HARARE, Zimbabwe (AP) — Inmates who have spent years on death row in Zimbabwe's prisons approached the country's highest court on Wednesday in a bid to have their sentences commuted to life imprisonment.
Zimbabwe's Constitutional Court heard the accounts of 15 inmates, some of whom have been waiting to be executed for 18 years.
"Because of the torture we have been subjected to whilst waiting for a long time on death row, it will be unconstitutional to execute us," Cuthbert Chawira, a murder convict on death row for 15 years, said in an affidavit submitted in court. Prison guards regularly taunt inmates about their imminent executions, he said.
Vice President and Justice Minister Emmerson Mnangagwa, who is in charge of authorizing executions, refuses to sign any execution orders for Zimbabwe's nearly 100 death row inmates due to his personal objections to the death penalty. While Zimbabwean law allows capital punishment, no one has been executed in the county since 2005 because there was no qualified executioner until 2013. The death penalty is only handed down to men convicted of murder.

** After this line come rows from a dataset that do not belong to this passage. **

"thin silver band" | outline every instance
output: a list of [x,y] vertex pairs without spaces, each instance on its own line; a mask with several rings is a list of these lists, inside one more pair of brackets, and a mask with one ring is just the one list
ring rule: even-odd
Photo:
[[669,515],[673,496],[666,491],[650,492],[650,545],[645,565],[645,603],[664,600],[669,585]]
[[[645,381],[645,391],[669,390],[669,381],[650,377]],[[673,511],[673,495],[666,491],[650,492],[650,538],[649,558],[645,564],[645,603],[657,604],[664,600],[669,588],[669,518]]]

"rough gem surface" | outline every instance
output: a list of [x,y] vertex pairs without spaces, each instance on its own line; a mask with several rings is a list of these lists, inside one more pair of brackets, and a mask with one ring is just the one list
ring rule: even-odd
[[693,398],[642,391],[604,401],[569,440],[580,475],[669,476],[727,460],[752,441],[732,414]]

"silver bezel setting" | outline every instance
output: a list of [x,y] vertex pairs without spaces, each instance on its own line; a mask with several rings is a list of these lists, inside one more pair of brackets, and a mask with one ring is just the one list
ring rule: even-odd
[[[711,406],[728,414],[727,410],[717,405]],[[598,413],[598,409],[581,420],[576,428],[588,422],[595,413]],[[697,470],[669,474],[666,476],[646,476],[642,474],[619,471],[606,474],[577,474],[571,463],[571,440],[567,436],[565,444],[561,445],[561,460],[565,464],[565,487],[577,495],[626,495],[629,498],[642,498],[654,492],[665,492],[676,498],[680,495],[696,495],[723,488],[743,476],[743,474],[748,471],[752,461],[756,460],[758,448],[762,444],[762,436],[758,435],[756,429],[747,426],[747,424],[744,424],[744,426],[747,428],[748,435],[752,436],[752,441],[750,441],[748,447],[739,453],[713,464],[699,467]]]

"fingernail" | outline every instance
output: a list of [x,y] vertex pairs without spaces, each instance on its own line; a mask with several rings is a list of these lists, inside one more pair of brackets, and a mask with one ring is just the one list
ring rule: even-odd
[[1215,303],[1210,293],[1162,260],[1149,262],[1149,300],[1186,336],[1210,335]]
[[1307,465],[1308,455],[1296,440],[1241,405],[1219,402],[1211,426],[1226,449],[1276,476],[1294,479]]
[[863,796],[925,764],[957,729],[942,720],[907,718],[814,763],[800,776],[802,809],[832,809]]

The inmates' lawyer, Tendai Biti, described Zimbabwe's harsh prison conditions, saying they only added to his clients' woes.
"There are no newspapers or tissues in these toilets and sometimes prisoners resort to using the Bible as toilet roll," Biti told the court. "The prisons are cold and lifeless."
Rights group Amnesty International has urged the southern African country to do away with the death penalty completely.